The timing of these ATMs coincides with the enforcement of Kenya’s Virtual Assets Service Providers (VASP) Act, 2025, which came into effect on November 4, 2025. The law establishes a licensing and regulatory framework for digital asset service providers, including exchanges, custodial wallet operators, and other crypto platforms.
However, the Central Bank of Kenya (CBK) and the Capital Markets Authority (CMA) have yet to license any VASPs. They caution that companies operating in the absence of a license are technically running outside the law. Detailed regulations needed to implement the licensing framework are still being finalized by the National Treasury.

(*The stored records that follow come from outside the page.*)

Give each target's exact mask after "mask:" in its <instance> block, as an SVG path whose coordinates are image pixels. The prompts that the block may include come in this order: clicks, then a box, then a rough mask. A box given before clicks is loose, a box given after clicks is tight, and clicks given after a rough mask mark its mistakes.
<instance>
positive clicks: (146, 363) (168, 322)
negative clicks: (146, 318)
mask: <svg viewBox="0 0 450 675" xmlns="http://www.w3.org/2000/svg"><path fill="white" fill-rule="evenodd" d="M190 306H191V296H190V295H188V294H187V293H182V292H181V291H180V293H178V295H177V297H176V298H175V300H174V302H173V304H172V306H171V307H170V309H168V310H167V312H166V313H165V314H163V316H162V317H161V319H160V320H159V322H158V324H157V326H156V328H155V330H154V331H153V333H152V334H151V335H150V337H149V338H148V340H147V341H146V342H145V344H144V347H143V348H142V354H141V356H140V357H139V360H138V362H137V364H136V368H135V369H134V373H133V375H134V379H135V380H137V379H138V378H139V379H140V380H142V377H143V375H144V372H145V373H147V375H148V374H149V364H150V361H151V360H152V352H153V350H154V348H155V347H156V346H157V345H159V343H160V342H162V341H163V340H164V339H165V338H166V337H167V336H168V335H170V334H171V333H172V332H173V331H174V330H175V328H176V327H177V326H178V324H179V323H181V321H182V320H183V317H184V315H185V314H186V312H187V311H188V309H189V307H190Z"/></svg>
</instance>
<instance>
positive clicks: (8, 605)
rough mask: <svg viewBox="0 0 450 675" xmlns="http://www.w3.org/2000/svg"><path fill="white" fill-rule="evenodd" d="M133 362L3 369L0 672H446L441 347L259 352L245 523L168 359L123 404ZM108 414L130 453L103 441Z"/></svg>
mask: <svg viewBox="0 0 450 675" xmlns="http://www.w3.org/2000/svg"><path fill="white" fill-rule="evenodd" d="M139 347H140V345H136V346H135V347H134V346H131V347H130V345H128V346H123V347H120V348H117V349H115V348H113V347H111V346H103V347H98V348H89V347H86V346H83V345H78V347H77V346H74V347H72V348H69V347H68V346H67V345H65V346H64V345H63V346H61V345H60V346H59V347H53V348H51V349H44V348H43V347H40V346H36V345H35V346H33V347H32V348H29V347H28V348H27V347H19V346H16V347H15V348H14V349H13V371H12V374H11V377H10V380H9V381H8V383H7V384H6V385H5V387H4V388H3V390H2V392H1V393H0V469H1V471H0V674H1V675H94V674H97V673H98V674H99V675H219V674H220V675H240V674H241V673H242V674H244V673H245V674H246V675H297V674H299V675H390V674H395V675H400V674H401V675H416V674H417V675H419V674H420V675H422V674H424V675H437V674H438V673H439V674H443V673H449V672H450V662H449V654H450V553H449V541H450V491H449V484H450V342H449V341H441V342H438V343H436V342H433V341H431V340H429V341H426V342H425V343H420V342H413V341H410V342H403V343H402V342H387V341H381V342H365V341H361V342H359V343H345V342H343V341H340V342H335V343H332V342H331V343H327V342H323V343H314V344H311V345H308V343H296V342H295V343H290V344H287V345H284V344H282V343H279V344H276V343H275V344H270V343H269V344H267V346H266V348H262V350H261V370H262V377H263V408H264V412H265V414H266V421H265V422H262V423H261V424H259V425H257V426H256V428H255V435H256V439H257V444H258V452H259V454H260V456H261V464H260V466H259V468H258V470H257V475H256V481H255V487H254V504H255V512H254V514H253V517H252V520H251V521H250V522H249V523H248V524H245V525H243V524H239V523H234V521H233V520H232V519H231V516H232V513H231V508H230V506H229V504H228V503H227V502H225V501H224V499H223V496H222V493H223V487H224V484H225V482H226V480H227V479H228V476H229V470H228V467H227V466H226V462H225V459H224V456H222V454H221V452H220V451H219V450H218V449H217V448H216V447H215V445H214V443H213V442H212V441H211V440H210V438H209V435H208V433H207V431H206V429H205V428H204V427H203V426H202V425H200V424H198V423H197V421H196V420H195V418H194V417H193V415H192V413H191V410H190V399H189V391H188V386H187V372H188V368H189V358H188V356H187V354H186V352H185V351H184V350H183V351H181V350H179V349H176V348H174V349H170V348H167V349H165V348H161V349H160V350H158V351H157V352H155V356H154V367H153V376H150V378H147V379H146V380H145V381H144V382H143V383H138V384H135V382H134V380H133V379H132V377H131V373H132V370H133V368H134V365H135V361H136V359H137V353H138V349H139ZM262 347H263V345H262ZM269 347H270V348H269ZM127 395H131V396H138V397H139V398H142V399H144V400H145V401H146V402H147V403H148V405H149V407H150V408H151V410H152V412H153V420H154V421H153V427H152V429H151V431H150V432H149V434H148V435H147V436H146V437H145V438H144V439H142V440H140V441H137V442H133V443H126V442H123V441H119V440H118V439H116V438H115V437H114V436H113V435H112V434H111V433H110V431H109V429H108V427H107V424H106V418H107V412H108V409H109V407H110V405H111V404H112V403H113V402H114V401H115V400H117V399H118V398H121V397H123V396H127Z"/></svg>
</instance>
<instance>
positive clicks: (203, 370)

Read Also: Crypto Bill Passed by Kenya’s Parliament; Awaits Presidential Assent
The introduction of ATMs in malls represents a move toward integrating cryptocurrency into everyday financial life, bridging the gap between informal adoption and formal market infrastructure.
The emergence of Bitcoin ATMs in Nairobi presents several opportunities for Kenya’s financial ecosystem. Greater adoption is a key advantage, as placing ATMs in high-traffic retail locations can help normalize cryptocurrency use and introduce it to a broader, everyday audience. Additionally, these developments provide an avenue for stability: once licensing and regulatory frameworks are fully implemented, ATM operators could function within a secure and legally recognized system, fostering trust among users and investors alike.
At the same time, the rapid deployment of Bitcoin ATMs carries significant risks. Legal exposure is a major concern, as operators running unlicensed services may face penalties or enforcement actions from regulators. Consumer vulnerability is another risk as users could experience financial loss due to market volatility, technical errors, or scams, particularly in the absence of established protections.